Erdogan Confirms ‘Face-to-Face’ Trump Meeting at UN General Assembly

Turkey's President Recep Tayyip Erdogan, talks during a visit at the mausoleum of modern Turkey's founder Mustafa Kemal Ataturk on Victory Day in Ankara, Turkey, Wednesday, Aug. 30, 2017. Turkey is celebrating August 30 Victory Day, which marks the Turkish victory against Greek forces at the Battle of Dumlupinar, the …
AP Photos/Ali Unal

Turkish President Recep Tayyip Erdogan confirmed to reporters this weekend that he expects to meet with his American counterpart Donald Trump in person during next week’s United Nation’s General Assembly.

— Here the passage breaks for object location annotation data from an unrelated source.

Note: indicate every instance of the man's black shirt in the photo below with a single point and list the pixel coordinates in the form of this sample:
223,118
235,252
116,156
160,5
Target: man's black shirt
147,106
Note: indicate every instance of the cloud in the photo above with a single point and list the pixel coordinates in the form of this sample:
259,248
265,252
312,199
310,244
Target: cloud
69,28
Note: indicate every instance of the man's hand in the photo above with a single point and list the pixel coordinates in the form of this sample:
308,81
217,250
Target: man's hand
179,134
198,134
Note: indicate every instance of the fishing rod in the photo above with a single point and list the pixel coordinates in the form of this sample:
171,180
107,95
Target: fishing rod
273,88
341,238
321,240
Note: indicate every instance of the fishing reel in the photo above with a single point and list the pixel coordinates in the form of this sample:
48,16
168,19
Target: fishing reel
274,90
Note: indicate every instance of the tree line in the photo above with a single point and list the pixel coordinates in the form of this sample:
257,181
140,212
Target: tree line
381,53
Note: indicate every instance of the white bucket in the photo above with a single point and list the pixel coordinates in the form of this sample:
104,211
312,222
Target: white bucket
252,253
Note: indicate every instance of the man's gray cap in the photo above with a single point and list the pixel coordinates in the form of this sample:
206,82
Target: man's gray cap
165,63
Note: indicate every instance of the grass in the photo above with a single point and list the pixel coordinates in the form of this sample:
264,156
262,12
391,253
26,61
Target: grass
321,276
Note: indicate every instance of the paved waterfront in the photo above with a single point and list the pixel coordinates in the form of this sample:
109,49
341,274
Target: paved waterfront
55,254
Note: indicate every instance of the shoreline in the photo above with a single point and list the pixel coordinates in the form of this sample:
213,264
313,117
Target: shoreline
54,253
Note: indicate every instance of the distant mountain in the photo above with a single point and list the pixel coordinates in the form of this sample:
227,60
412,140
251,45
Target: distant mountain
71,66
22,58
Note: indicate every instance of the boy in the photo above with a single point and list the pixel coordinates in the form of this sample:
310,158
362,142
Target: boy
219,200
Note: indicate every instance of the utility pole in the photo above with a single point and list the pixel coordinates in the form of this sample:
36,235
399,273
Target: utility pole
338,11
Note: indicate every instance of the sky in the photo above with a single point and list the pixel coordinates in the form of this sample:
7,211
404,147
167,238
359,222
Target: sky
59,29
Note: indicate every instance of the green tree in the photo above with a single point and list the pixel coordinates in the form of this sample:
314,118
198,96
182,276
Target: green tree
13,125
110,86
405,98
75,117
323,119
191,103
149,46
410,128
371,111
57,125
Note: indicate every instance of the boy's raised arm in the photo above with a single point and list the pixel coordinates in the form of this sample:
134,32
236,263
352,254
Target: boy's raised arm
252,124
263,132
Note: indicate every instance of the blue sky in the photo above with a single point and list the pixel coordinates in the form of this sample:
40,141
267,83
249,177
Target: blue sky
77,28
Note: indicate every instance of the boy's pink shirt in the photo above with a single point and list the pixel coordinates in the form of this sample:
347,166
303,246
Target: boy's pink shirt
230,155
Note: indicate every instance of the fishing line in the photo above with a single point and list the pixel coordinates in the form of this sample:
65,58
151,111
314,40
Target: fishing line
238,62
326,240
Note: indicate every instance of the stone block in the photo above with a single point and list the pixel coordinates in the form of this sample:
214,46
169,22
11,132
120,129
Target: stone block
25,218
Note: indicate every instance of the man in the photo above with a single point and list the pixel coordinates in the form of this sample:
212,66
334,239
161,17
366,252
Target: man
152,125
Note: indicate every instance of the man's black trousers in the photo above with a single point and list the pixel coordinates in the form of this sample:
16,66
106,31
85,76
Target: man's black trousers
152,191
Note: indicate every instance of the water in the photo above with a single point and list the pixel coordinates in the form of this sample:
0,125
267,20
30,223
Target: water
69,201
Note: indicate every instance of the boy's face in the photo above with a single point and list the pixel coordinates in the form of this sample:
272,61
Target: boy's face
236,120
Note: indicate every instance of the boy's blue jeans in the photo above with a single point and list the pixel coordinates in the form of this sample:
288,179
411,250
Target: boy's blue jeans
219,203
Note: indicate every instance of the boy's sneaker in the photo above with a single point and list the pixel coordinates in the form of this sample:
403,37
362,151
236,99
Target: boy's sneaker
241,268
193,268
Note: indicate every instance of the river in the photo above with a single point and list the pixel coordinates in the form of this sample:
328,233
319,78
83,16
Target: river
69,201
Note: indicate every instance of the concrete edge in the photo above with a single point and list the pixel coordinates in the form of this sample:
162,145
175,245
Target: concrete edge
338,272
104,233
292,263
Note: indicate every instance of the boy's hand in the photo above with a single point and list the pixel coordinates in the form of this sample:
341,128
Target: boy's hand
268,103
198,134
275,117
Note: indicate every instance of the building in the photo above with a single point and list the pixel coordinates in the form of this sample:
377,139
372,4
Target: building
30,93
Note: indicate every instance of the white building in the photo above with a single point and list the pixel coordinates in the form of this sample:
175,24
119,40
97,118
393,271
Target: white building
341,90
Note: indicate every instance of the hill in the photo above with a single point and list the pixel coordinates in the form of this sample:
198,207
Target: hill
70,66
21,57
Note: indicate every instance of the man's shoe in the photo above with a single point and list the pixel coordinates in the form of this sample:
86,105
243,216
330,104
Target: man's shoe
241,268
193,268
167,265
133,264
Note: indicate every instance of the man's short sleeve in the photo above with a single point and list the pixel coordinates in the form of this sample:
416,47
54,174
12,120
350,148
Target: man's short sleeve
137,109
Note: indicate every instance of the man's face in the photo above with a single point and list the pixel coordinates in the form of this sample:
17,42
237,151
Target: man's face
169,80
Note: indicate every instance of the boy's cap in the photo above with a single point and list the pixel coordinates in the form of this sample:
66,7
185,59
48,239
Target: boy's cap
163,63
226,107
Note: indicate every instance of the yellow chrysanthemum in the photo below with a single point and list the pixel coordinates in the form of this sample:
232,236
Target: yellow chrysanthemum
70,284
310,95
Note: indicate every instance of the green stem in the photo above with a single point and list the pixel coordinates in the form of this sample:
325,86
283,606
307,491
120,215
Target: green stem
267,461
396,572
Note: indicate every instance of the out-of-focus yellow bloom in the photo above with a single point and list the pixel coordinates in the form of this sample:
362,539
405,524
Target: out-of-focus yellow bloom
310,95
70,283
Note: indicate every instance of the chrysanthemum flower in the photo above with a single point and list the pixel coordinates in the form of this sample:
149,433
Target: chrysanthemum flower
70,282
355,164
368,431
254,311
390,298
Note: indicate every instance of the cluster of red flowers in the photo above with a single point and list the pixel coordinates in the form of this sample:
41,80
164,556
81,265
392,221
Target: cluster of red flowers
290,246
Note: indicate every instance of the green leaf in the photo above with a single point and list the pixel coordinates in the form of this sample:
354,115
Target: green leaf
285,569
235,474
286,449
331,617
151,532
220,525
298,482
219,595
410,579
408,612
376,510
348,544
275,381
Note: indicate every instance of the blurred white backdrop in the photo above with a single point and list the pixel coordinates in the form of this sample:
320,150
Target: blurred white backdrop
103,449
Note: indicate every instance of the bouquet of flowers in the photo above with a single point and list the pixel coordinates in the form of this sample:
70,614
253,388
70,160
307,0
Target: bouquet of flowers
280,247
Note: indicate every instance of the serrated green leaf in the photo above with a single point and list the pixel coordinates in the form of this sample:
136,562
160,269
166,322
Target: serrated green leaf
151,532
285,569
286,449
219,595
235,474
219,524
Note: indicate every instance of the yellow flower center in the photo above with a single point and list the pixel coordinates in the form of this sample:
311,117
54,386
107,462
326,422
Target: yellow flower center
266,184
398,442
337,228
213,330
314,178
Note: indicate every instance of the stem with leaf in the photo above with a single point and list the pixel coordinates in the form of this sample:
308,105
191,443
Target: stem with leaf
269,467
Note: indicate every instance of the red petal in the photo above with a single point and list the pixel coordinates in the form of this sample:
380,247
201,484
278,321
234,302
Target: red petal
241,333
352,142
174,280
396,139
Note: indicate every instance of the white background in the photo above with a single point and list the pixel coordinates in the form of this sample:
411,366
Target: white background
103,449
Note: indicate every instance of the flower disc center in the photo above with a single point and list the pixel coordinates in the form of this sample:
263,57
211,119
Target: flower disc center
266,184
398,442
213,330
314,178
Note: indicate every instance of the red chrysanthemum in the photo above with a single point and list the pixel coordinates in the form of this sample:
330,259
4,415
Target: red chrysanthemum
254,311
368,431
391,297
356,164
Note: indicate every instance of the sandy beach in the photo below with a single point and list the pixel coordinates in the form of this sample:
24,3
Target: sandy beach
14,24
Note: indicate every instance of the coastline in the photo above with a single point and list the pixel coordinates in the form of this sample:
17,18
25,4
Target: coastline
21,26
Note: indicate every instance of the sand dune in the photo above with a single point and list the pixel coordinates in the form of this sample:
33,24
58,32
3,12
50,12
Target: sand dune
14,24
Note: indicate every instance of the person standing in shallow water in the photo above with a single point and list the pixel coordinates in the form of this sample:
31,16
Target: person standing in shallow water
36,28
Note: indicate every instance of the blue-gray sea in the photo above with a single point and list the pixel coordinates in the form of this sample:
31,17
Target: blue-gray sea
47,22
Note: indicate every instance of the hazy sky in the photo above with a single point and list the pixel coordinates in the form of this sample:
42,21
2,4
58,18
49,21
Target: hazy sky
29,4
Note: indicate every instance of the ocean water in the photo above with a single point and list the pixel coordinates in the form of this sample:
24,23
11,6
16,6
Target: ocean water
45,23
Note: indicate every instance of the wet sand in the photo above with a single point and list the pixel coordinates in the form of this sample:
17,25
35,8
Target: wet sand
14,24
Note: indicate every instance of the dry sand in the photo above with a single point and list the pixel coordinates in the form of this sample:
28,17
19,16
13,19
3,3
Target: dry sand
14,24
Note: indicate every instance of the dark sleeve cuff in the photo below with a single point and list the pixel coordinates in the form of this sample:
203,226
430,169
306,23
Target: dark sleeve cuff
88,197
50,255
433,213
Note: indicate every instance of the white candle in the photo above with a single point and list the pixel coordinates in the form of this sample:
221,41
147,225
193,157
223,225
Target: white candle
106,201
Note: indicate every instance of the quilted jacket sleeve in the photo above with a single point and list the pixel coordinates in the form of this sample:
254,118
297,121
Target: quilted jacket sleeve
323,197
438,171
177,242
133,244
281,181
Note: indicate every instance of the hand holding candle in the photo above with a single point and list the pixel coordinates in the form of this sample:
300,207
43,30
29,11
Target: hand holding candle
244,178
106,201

“We have agreed that it would be beneficial to talk all issues face-to-face,” Erdogan told reporters on his flight back to Turkey from Astana, Kazakhstan, this weekend, where he had flown to attend a summit of the Organization of Islamic Cooperation (OIC). According to the Turkish newspaper Hurriyet, Erdogan said he and Trump would discuss “the need to strengthen mutual relations” but did not specify what topics relevant to the bilateral relationship would come up.

Erdogan spoke to Trump via telephone on September 9.  “We mentioned that the two countries are strategic partners and this should be reflected on the relations. We also spoke on regional issues. We spoke about Myanmar,” Erdoğan said, adding that he urged Trump to act on the expulsion of Muslims ongoing in that country.

The White House statement on the phone call did not mention an in-person meeting or any of the topics discussed, only that “President Trump emphasized the common commitment of the United States and Turkey to work together to increase regional stability.”

Erdogan met with Trump in Washington in May, a meeting that did not result in Erdogan achieving any of his objectives with the United States. The Islamist leader has pressured the United States for months to stop supporting the Syrian Kurdish People’s Protection Units (YPG/YPJ), the most effective militia in the fight against the Islamic State in that country. Erdogan has also demanded the extradition of Fethullah Gulen, a Turkish Islamist cleric he claims orchestrated the failed coup against him in July 2016. Gulen lives in Pennsylvania, from where he runs a global Islamic movement known as “Hizmet,” a group the Turkish government refers to as the “Fethullah Terrorist Organization” (FETO).

The United States has continued to support the YPG—who are playing a major role in the battle for Raqqa, the “capital” of the Islamic State caliphate—since Erdogan’s visit and Gulen, who denies all involvement in the coup attempt, remains in Pennsylvania.

In addition to these diplomatic failures for Erdogan, the May visit produced a violent incident in which his bodyguards were caught on video attacking and beating Kurdish supporters protesting his visit in Washington. The U.S. State Department issued a statement assuring that American law enforcement would investigate the incident, and 19 of the bodyguards in question were indicted this month for battering peaceful demonstrators that did not show an indication of being a threat to Erdogan himself. Erdogan called the indictments, but not the attack, “scandalous.”

The United Nations General Assembly officially begins on Tuesday, September 12. The General Debate—the hallmark event of the session in which world leaders speak on whatever they wish before an audience of global representatives—begins on September 19. This year, the theme of the assembly is “Focusing on People: Striving for Peace and a Decent Life for All on a Sustainable Planet.”